That’s not necessarily always true. Spotify may very well pass costs on _right now_, but it may choose to lower its rates if it sees that enough people start unsubscribing.

Companies are constantly adjusting subscriber count vs revenue per subscriber and will charge the absolute maximum they can get away with. Doesn’t make sense not to as a profit-driven company.

bravetraveler|1 year ago

We're decades in on Netflix specifically ratcheting their prices like clockwork. One may say inflation, doubt - they adjust more often than anyone.

It overwhelmingly goes in one direction. A new sucker is born every day

The network effect of this is "the money machine must grow/demands more". They don't have to do this - everyone knows how well-paid their people are. It's a system of systems.

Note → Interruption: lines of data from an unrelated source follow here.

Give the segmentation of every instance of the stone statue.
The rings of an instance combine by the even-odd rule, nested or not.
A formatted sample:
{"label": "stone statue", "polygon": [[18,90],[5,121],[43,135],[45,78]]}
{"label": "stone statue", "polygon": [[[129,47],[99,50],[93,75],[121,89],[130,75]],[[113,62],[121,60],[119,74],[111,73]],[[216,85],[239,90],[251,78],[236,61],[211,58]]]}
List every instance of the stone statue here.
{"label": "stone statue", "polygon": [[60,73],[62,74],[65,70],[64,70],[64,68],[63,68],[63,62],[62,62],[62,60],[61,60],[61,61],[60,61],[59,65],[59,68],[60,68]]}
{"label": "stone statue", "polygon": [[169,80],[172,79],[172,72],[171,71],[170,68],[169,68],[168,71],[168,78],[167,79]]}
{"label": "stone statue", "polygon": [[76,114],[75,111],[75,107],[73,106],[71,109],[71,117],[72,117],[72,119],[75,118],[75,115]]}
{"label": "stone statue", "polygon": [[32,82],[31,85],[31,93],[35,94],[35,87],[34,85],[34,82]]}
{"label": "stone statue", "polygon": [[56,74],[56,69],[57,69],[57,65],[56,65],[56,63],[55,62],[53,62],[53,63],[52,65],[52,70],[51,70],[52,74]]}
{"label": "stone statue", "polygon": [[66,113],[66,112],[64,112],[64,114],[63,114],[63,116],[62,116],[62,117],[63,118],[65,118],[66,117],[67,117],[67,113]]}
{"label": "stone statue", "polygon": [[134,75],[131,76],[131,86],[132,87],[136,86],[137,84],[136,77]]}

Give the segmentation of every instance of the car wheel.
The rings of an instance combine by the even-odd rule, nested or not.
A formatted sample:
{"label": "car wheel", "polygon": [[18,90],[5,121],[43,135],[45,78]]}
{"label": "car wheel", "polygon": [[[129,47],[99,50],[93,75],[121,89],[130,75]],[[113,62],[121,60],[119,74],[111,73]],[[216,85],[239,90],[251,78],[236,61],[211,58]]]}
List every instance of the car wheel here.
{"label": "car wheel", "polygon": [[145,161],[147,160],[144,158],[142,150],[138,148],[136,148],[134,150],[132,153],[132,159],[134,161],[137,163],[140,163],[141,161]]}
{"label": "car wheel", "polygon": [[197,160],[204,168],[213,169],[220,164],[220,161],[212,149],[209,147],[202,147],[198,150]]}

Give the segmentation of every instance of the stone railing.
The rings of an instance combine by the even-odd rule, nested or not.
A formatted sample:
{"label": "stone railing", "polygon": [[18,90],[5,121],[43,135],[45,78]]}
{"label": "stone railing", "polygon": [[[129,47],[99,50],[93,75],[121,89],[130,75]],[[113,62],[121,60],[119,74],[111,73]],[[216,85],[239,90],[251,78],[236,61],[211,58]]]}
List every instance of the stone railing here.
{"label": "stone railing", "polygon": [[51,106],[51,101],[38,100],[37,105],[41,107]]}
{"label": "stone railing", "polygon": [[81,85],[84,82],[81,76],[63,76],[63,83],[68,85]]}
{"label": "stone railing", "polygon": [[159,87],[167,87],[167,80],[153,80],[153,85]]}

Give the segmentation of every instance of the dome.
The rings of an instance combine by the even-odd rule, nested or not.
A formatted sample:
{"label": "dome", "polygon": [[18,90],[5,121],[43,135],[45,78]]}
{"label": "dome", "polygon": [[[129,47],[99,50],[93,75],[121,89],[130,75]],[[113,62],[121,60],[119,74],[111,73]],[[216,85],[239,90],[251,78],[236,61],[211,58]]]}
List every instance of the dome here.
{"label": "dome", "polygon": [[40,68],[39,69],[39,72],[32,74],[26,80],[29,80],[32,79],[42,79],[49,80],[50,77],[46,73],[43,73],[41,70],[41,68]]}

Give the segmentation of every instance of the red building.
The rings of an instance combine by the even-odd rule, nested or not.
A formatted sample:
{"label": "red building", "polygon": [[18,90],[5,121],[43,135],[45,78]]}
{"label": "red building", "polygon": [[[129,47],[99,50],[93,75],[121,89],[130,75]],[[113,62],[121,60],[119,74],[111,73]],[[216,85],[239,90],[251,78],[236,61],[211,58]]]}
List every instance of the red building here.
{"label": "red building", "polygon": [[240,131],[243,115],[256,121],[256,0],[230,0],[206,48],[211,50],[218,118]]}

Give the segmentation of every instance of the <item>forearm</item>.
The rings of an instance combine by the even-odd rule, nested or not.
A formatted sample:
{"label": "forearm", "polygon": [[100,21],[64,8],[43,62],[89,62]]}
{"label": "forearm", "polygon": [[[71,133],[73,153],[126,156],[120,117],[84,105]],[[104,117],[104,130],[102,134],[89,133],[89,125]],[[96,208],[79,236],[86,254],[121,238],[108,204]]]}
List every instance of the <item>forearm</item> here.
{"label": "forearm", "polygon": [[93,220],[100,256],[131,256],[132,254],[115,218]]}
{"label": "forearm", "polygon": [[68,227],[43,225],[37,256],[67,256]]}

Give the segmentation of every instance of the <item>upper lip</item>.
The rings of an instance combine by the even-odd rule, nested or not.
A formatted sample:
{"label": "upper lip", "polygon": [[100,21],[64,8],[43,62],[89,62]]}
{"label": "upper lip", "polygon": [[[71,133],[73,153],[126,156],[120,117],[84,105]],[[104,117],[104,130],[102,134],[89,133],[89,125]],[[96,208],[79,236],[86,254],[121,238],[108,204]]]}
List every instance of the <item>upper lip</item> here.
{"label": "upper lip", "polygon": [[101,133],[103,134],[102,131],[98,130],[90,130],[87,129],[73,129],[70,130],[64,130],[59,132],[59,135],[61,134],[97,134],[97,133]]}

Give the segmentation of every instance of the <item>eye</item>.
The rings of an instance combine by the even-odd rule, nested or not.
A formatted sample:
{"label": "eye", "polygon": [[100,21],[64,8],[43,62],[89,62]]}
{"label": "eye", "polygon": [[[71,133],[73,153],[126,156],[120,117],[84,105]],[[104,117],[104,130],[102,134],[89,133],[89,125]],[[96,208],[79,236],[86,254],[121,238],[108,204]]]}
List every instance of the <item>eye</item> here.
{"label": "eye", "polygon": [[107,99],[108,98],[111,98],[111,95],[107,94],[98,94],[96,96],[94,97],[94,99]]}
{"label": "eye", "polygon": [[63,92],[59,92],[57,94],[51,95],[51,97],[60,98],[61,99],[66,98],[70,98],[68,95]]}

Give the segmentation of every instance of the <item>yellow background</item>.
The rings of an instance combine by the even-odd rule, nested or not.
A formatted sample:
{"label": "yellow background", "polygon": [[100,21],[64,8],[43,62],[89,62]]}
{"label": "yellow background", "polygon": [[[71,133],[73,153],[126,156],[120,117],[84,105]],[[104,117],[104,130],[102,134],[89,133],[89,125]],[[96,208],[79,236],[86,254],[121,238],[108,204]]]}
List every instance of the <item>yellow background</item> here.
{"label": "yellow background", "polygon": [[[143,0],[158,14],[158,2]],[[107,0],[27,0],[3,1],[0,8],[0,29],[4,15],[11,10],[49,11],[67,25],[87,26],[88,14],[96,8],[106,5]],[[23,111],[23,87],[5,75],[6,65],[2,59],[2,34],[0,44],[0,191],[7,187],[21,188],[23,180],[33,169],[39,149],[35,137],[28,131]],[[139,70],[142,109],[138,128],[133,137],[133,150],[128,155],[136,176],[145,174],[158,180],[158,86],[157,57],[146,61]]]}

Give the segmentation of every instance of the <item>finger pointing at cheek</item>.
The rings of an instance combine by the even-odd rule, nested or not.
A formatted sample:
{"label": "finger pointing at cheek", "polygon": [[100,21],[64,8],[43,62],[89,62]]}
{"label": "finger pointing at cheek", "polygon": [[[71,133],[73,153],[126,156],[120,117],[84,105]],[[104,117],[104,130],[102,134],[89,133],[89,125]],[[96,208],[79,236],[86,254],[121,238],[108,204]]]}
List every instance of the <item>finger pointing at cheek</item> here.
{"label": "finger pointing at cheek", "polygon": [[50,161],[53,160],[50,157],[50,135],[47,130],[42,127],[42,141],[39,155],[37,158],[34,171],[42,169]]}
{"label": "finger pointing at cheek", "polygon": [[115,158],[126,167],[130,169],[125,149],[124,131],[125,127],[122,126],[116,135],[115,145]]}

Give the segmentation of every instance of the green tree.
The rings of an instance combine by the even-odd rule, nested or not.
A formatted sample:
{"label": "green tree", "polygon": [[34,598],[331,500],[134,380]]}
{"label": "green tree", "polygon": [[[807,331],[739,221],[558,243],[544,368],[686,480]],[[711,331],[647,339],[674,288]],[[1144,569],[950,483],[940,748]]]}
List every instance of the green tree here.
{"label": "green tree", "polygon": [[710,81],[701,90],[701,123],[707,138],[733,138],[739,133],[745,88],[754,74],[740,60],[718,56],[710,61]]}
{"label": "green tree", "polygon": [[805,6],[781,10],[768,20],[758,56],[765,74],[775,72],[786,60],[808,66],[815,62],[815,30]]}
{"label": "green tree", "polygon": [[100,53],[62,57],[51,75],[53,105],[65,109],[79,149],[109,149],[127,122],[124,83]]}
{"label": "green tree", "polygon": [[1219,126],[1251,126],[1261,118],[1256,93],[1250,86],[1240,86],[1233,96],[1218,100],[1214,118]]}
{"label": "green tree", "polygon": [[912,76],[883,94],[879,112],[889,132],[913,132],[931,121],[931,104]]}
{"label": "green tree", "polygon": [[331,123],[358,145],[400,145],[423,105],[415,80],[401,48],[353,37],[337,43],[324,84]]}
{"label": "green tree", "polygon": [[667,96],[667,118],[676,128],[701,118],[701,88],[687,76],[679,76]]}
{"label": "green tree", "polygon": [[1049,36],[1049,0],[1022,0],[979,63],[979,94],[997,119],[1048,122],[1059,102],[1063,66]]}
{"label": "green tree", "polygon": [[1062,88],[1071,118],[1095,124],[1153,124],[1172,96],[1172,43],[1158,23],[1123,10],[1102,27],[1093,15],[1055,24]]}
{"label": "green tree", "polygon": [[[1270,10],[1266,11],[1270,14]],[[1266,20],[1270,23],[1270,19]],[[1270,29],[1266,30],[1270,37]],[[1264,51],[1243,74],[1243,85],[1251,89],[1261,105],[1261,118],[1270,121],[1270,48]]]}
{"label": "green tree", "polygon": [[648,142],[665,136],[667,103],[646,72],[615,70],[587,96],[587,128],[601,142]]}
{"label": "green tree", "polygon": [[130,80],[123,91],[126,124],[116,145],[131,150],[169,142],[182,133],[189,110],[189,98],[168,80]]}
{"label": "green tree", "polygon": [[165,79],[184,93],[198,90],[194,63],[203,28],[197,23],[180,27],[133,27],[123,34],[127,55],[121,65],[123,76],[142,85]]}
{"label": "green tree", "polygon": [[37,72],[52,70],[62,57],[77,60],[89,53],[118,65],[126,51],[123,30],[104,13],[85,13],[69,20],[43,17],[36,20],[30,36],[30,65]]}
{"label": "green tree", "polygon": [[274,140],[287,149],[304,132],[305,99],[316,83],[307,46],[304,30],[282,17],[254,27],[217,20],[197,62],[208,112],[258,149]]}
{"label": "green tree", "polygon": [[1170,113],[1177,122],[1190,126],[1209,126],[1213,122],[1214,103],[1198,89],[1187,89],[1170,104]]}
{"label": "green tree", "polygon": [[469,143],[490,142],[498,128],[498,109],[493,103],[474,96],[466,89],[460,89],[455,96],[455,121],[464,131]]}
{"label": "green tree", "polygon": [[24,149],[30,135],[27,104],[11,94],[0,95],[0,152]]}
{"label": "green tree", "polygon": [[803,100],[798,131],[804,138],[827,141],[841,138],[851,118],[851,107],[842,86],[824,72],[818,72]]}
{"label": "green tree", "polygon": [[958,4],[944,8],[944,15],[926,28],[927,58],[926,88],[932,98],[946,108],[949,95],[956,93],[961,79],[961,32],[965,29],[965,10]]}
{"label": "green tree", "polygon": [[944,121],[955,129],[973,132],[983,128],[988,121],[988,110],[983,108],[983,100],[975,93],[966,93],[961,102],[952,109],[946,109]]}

There's an academic understanding and then the practical one. Everyone stands to benefit from a Boogeyman

kbelder|1 year ago

Right, it generally settles into a new optimum where customers are paying a little more, the company is earning a little less, and the state gets its so-well-deserved cut.

fmobus|1 year ago

Not sure why you are getting downvotes, you are absolutely right.

It's a positive outcome of economic science that procuders can't fully pass taxes to consumers. There's always some sort of division of the overall dead weight loss, and it's always proportional to that market's conditions (competition, market share, elasticity, etc). If a producer decides to try to fully pass the price, it's because they believe their costumers are inelastic or that competition will not be able to undercut them.

To put it another way: if companies were fully passing tax hikes onto the customer... then companies wouldn't be complaining about taxes!

chrisandchris|1 year ago

That will be a first, a company lowering its subscription prices.

I mean, Microsoft raised their prices last year substantually. And they had a "record year 2023".

pleb_nz|1 year ago

Not very often companies will absorb the costs IME. Sometimes though it’s delayed or through some other side effect.